Cameron Winter is falling in love. After finally working up the courage to contact the attractive therapist Gwendolyn Lord, he finds himself immersed in a passion that feels heaven-sent. When Gwendolyn tells him about a true-life “locked room mystery,” Winter feels compelled to investigate.
In Tulsa, Oklahoma, a solid citizen named Owen McKay suddenly went mad and killed his wife and child. Locked in a padded cell and monitored on video, he was nonetheless discovered dead from a projectile fired into his head. As Winter begins to ask questions, he finds Tulsa officials have been intimidated into silence by a killer who once tried to attack Winter during his days as a government assassin. What’s more, another mysterious death, just like McKay’s, has taken place in Connecticut. And both murders seem linked to a sinister billionaire who once clashed with Winter’s old mentor, the Recruiter.

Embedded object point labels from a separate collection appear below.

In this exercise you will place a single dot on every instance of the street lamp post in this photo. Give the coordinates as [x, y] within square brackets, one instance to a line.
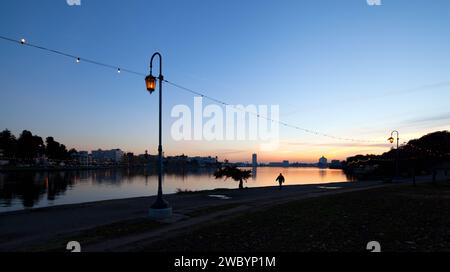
[161, 208]
[391, 140]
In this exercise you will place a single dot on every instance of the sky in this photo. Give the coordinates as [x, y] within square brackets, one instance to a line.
[342, 68]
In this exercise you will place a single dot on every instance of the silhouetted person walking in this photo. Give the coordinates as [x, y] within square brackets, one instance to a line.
[280, 180]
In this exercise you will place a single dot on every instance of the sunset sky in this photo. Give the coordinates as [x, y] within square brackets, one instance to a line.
[339, 67]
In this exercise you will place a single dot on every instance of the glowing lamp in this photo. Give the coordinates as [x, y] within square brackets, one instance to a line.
[391, 140]
[150, 81]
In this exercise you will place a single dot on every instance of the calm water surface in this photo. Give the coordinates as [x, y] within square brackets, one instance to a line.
[26, 190]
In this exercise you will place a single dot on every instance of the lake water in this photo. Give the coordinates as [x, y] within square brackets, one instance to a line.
[24, 190]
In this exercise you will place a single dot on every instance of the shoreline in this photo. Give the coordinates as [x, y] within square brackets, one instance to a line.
[28, 228]
[170, 195]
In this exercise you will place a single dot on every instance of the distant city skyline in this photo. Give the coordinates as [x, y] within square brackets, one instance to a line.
[343, 68]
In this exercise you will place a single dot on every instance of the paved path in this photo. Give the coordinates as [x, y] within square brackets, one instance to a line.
[26, 228]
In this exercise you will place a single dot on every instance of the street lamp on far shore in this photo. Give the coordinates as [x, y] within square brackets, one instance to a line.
[161, 208]
[392, 140]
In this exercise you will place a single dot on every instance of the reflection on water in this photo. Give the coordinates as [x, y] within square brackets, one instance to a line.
[22, 190]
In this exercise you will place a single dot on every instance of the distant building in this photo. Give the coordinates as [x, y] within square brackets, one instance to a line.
[254, 160]
[103, 156]
[205, 161]
[279, 164]
[335, 164]
[323, 162]
[82, 157]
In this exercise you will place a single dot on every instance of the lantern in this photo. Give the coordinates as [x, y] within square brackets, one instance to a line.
[150, 81]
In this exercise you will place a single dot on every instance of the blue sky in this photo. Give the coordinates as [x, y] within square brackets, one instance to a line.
[340, 67]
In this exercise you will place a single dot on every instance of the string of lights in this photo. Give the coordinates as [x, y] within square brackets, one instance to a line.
[120, 69]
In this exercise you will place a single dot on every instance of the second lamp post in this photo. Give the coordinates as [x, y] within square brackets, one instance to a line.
[161, 208]
[392, 139]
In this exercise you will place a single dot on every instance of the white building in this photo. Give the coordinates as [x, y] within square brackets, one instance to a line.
[323, 162]
[114, 155]
[254, 160]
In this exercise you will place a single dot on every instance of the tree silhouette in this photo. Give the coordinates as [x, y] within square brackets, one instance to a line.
[8, 144]
[29, 146]
[234, 173]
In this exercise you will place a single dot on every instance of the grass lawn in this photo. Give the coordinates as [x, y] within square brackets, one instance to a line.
[401, 218]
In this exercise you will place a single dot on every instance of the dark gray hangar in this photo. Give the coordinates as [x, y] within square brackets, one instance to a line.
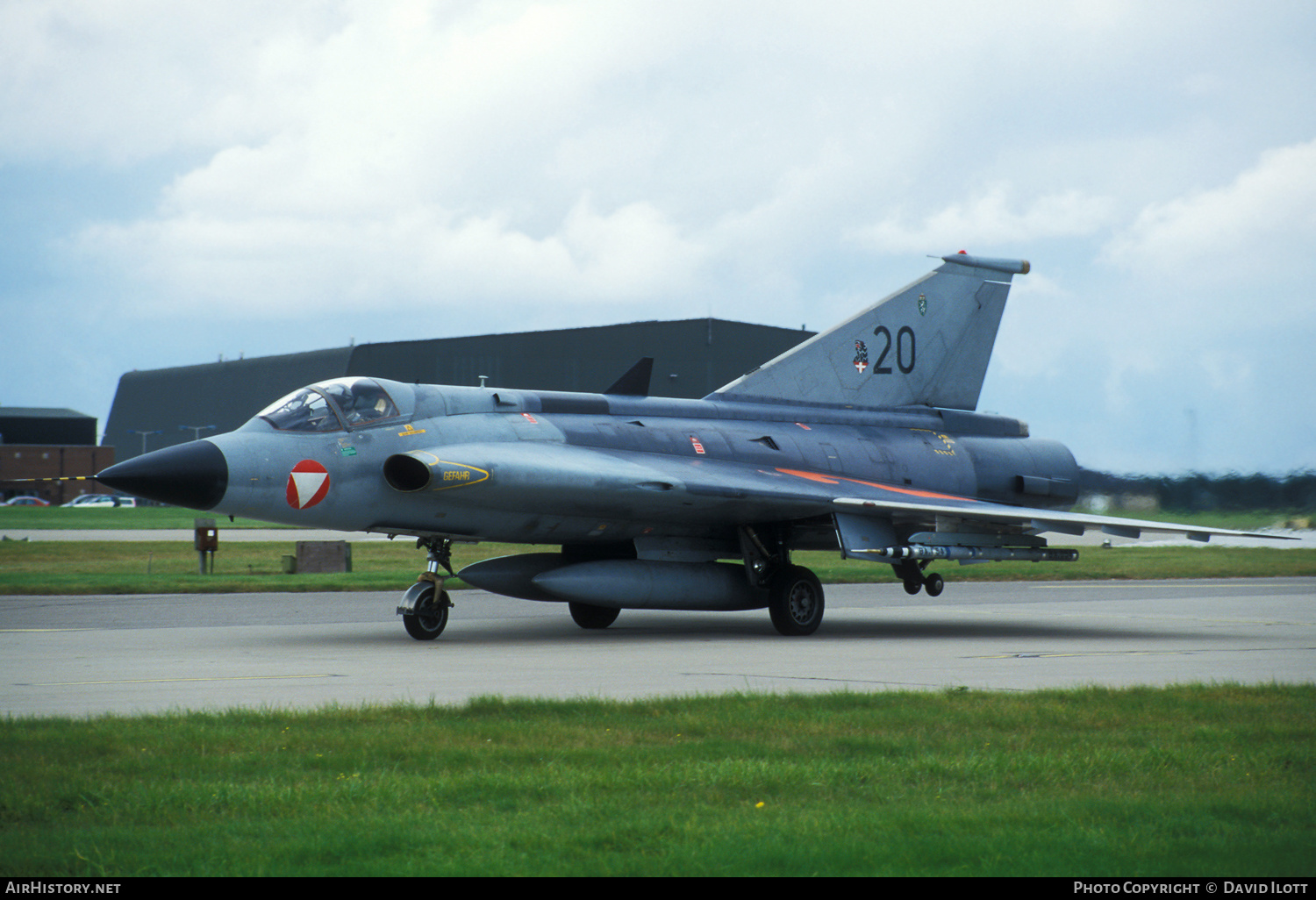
[861, 439]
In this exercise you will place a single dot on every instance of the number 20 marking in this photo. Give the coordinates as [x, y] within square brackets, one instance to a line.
[905, 350]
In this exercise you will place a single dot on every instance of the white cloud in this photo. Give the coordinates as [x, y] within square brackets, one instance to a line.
[1265, 218]
[989, 221]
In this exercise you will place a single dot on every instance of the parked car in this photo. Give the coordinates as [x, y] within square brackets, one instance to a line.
[102, 502]
[25, 502]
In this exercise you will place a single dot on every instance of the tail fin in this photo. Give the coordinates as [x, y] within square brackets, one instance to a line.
[926, 344]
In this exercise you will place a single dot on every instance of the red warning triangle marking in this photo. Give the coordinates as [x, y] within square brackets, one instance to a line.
[308, 484]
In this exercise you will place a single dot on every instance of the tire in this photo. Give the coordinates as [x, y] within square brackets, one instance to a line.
[795, 602]
[590, 616]
[431, 618]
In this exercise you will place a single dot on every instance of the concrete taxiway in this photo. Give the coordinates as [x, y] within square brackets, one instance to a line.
[84, 655]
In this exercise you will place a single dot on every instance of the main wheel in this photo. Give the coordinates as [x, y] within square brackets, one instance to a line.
[795, 602]
[591, 616]
[431, 618]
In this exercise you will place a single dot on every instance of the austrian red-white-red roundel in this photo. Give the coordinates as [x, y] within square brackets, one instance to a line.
[308, 484]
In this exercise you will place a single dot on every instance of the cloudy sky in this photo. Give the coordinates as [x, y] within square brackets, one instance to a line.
[187, 181]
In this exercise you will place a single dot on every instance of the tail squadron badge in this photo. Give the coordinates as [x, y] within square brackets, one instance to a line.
[861, 355]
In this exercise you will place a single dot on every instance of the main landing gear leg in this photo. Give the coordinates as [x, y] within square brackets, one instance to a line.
[426, 604]
[794, 592]
[915, 579]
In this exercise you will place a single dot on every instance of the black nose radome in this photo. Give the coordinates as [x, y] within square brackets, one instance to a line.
[192, 475]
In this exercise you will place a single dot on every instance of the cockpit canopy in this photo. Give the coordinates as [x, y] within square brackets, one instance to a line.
[344, 403]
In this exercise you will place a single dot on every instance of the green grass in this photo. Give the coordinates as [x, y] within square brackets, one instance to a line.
[121, 518]
[152, 518]
[1189, 781]
[253, 566]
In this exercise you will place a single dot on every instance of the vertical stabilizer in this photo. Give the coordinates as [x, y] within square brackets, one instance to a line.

Winter’s past and present are coming together in a single dangerous conspiracy. And though Winter desperately wants to escape his career as an assassin, his love for Gwendolyn is deepening quickly and he will do anything—and kill anyone—to protect her.
PUBLISHERS WEEKLY
In Klavan's brilliant fifth mystery featuring Cameron Winter (after A Woman Underground), the Illinois hit man–turned–English professor investigates a baffling cold case. After spending months unpacking his emotional baggage in therapy, Winter is emboldened to ask his acquaintance, Gwendolyn Lord, on a date. When he divulges his violent past over dinner, Gwendolyn responds by recounting the story of a bizarre real-life mystery she learned about from a grad school friend. About five months before, beloved Tulsa community figure Owen McKay was arrested for murdering his wife and their toddler, and placed in a padded, unfurnished cell. Somehow, despite receiving no visitors, he wound up dead from a wound to his heart. Official reports concluded that McKay died by suicide, using a nail gun he'd managed to sneak into his cell, but Winter is unconvinced, and he starts to investigate. Then another murder case with eerie echoes of McKay's alleged suicide crops up in Connecticut, raising the stakes. The solution, when it arrives, hits the sweet spot between logical and surprising, and Winter's romantic entanglement adds depth to his characterization. The author's prose, meanwhile, remains as darkly hypnotic as ever. This series continues to impress.